Abbas claimed that Hitler did not decide to kill the Jews until David
Ben-Gurion provoked him into doing so by 'declaring war on the Nazis' in
1942. It was the Zionist conspirators, Abbas explains, who created the myth
of six million murdered Jews in order to force the world to accept the
establishment of Israel.
To date, neither the Israeli government nor Abbas's main champion, German
Foreign Minister Joschka Fischer, have asked him to retract his statements
of Holocaust denial.
Then too, the US plan to base new rounds of negotiations with an Abbas-led
PA on the Quartet's 'road map' has never taken into account Abbas's
expressed agreement with the maximalist Palestinian demands set out by
Arafat at the Camp David summit. In an interview with Kul al Arab radio in
August 2000, Abbas said of the Palestinian demand for the 'right of return,'
'It is only natural that each refugee return to his home.' In the same
interview he also directly threatened Israel, stating that if Israel does
not accept the Palestinian demands, 'We will open up the records of the past
and demand the country in which they live' – that is, pre-1967 Israel. He
also stated that he does not believe that Solomon's Temple ever existed in
Jerusalem.
A year later, in an interview with the PA's Al-Ayyam newspaper, Abbas
explained why any flexibility in the Palestinian demands toward Israel is
unacceptable. 'When a Palestinian says that we have missed an opportunity or
a tempting or a beneficial offer [by rejecting Barak's offers at Camp David
and Taba] it weakens the Palestinian position since [consequently] the
Americans and Israelis say, 'Here is a Palestinian who agrees with our
position.' Such things, unfortunately hurt the Palestinian position.'
So much, then, for Abbas's alleged moderation. Then there are the claims
that Abbas, unlike the rest of the PA, is untainted by corruption. Yet both
Abbas and his Security Minister-designate Dahlan are some of the
Palestinians most associated with PA corruption. Both men made a fortune
from kick-backs from the cement monopolies in Gaza. For years, photographers
were prohibited from taking pictures of the multi-million dollar villas in
Gaza both men financed by bilking the public trough.
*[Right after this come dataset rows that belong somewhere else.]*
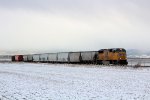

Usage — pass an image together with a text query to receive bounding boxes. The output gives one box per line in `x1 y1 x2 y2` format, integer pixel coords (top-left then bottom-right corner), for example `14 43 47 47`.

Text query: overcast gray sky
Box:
0 0 150 51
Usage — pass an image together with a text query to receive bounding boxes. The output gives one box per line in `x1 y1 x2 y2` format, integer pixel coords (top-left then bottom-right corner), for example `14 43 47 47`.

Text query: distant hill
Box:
127 49 150 58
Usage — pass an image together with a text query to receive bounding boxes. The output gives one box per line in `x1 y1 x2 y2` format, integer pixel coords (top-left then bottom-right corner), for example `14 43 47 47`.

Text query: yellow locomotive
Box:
97 48 128 65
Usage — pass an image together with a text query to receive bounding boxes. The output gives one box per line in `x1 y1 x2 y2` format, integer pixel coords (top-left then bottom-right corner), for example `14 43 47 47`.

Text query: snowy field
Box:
0 63 150 100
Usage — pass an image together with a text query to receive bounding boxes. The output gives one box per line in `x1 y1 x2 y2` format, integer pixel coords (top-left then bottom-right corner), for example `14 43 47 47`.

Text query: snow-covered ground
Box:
0 63 150 100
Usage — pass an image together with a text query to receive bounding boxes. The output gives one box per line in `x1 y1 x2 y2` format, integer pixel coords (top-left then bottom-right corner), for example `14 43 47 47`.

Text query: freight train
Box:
12 48 128 65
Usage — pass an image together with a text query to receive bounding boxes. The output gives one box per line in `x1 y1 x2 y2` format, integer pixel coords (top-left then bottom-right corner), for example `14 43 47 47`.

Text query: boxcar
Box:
57 52 69 63
69 52 81 63
48 53 58 63
33 54 40 62
27 55 33 62
81 51 98 63
23 55 28 62
0 55 11 62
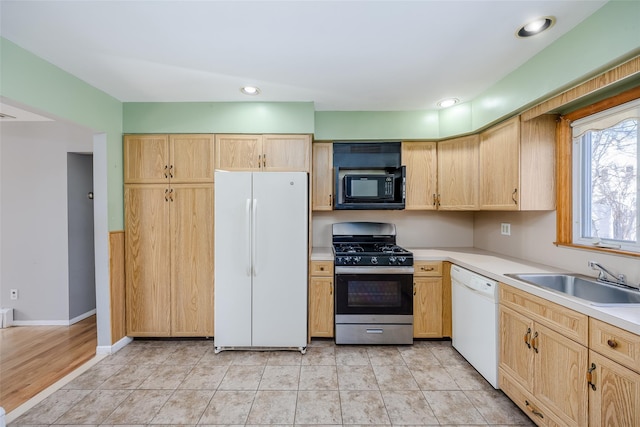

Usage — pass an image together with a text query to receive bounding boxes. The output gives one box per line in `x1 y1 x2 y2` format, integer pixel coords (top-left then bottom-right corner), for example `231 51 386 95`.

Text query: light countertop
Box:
311 247 640 335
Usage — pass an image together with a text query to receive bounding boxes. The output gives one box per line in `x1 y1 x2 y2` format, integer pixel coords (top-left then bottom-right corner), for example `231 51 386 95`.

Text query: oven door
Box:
335 266 413 322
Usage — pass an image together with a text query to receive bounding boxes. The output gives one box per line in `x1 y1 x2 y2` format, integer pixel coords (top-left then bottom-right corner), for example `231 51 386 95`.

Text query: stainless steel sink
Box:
505 273 640 305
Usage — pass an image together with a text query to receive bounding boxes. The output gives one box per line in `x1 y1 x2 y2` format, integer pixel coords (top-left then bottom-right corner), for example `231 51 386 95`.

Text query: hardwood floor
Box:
0 315 97 413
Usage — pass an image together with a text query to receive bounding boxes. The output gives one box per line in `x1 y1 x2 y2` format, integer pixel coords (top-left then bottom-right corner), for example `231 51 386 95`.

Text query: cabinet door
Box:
169 135 213 183
309 277 334 338
262 135 311 172
480 116 520 210
402 141 438 210
413 277 442 338
532 323 589 427
311 142 333 211
170 184 213 337
124 184 171 337
438 135 480 210
123 135 169 184
498 304 535 390
589 351 640 427
215 135 262 171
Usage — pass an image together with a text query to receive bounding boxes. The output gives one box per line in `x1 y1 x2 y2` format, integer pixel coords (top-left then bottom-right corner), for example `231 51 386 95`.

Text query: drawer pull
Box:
587 363 596 391
524 328 531 348
524 400 544 418
531 332 538 353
Abbas has also shown that his Soviet education rubbed off on him. Speaking
of reforms in May 2002, Abbas explained that the reforms need to take
economic power away from Palestinian civilians and transfer all power to the
Palestinian Authority. Abbas argued then that a necessary reform would
involve preventing international NGOs from distributing monies directly to
Palestinian NGOs. All those funds, he argued, must be transferred to the PA,
the sole
organization responsible for deciding how it should be apportioned.
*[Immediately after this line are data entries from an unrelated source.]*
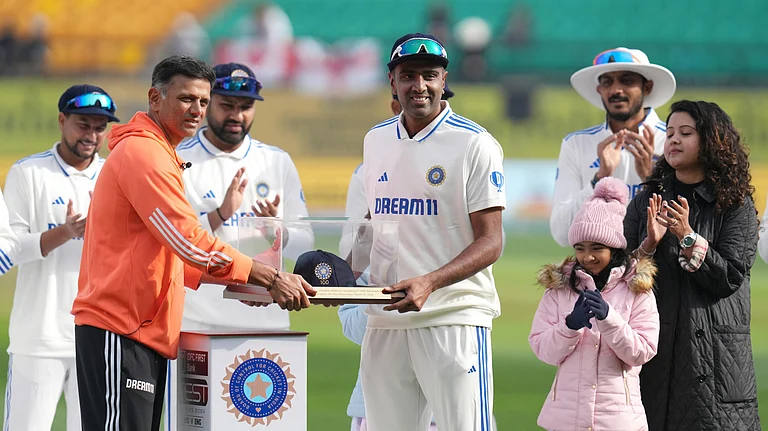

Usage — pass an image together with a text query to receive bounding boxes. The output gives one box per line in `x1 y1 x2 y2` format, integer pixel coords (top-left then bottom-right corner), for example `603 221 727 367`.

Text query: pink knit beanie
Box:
568 177 629 248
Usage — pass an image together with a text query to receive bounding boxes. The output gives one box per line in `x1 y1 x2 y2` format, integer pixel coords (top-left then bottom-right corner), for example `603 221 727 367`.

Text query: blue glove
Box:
584 290 608 320
565 292 594 331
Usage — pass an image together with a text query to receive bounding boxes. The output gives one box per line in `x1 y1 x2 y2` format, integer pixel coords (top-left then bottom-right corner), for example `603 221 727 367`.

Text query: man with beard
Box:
360 33 506 431
4 85 119 431
549 48 676 247
166 63 314 431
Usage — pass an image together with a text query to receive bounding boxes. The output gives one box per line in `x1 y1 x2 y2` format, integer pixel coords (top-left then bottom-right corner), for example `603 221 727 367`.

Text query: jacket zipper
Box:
622 370 630 405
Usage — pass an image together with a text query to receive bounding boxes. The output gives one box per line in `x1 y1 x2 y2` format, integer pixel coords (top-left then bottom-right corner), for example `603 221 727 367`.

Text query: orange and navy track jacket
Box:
72 112 252 359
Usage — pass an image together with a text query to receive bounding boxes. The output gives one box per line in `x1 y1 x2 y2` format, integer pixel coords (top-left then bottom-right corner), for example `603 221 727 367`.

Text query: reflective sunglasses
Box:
592 49 640 66
213 76 261 94
66 93 116 113
389 38 448 61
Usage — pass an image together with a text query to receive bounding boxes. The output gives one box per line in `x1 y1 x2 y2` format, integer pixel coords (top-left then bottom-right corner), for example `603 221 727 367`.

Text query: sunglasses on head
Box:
213 76 261 94
592 49 640 66
66 93 116 113
389 38 448 61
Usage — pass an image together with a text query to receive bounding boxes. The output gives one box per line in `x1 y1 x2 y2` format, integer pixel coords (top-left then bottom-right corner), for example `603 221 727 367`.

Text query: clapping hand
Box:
584 290 608 320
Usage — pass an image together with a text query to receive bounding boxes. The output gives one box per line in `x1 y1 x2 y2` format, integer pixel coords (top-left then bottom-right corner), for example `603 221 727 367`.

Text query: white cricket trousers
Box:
352 418 437 431
3 354 82 431
360 326 493 431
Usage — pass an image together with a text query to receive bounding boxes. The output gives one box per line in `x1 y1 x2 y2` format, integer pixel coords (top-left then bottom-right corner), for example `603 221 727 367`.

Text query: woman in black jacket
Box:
624 100 760 431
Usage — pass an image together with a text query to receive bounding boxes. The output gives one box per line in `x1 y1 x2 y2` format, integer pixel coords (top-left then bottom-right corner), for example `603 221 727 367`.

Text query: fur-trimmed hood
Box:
538 256 657 293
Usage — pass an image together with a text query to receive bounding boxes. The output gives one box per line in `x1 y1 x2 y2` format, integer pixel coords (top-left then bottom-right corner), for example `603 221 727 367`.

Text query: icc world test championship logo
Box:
221 349 296 427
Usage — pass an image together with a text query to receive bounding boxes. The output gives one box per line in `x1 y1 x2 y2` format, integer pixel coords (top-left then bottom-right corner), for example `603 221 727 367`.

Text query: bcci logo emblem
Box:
315 262 333 286
256 183 269 198
427 165 445 187
221 349 296 427
491 171 504 193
It is true that in some recent statements, Abbas has argued that the PA's
terror war against Israel did not serve the national aspirations of the
Palestinian people. But these sort of statements, while encouraging, should
be seen for what they are: an argument about tactics, not strategy,
certainly not morality. They are not denunciations of terrorism per se, only
of terrorism that doesn't work. Together with his record of as anti-Semitic
ideologue of the Palestinian 'revolution,' it ought to be enough to dampen
anyone's enthusiasm for Abbas as an improvement over Arafat.
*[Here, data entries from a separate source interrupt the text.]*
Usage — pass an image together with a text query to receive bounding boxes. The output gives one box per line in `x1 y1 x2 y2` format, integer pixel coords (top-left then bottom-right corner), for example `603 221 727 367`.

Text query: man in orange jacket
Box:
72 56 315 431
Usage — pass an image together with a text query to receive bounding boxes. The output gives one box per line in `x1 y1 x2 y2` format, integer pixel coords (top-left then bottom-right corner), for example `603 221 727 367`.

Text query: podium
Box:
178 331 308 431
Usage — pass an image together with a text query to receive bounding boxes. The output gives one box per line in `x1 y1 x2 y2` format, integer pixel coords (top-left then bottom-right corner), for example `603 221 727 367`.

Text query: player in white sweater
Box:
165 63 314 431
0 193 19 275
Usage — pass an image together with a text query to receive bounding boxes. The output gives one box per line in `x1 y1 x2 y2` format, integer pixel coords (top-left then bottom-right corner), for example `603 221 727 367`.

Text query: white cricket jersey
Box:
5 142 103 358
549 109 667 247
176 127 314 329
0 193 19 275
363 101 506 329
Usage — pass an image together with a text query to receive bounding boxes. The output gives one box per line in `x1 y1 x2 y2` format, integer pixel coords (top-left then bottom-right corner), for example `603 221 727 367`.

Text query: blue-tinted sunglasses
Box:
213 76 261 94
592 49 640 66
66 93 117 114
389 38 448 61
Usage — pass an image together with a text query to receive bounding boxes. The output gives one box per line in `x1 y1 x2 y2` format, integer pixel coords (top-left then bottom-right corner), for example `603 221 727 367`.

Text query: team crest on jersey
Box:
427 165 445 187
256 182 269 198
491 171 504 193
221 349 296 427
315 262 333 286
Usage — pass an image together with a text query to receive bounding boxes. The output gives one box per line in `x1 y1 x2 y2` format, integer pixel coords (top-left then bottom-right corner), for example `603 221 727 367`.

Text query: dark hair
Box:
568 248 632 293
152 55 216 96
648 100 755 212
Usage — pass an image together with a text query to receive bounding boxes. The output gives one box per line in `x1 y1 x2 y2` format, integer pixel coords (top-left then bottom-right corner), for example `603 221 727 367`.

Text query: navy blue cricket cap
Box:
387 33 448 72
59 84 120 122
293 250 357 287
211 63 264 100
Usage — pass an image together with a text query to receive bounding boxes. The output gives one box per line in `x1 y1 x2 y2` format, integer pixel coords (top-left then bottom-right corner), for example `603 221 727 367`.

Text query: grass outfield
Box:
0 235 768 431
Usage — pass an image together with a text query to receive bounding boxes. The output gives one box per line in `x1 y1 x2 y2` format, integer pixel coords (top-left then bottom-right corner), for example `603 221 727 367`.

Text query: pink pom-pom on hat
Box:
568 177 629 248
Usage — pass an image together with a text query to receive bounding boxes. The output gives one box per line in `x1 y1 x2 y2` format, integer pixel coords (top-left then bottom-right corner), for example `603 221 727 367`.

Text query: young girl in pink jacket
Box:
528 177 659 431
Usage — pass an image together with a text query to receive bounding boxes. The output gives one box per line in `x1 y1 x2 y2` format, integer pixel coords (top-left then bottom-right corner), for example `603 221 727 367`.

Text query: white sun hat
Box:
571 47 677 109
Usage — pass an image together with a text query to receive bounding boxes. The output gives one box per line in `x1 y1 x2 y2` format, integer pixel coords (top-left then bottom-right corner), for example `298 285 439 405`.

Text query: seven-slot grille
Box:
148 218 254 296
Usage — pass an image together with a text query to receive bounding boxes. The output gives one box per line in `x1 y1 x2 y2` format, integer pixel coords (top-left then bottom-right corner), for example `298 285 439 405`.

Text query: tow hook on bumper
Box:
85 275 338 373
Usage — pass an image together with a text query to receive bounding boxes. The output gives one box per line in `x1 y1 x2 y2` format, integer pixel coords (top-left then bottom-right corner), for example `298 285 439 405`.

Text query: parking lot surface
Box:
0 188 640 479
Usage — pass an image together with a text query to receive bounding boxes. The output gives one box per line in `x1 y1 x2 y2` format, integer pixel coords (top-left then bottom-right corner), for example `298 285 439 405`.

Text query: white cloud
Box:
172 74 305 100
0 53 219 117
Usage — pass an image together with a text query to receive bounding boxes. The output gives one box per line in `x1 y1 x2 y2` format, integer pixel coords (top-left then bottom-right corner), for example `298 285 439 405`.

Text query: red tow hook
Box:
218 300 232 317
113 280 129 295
Learning the lessons of Oslo means placing the full burden of proof on the
Palestinians. Abbas, not Prime Minister Ariel Sharon, must be challenged to
show that he wishes to make concessions for peace. He must be challenged to
recant his denials of the Holocaust. He must be called to accept
Israel's right to exist as a Jewish state. He must forswear his insistence
on the 'right of return.' He must be called on to accept publicly the
existence of the Jewish people whose national, spiritual and political roots
are in Jerusalem.
None of this is meant to humiliate Abbas. After all, no one believes that
Sharon is humiliating himself when he says he will accept the establishment
of a Palestinian state. Rather, all of this is necessary to ensure that not
only will a peace deal be reached, but that the peace will hold. If we
learned anything from the past three years it must be this: Unless the
Palestinian Authority under Abbas is actually willing to abide by the
commitments taken on by the PLO a decade ago, there is no point in cheering
his rise, no reason to negotiate anything with him, and certainly no reason
to sigh in relief that Arafat again has done Mubarak's bidding.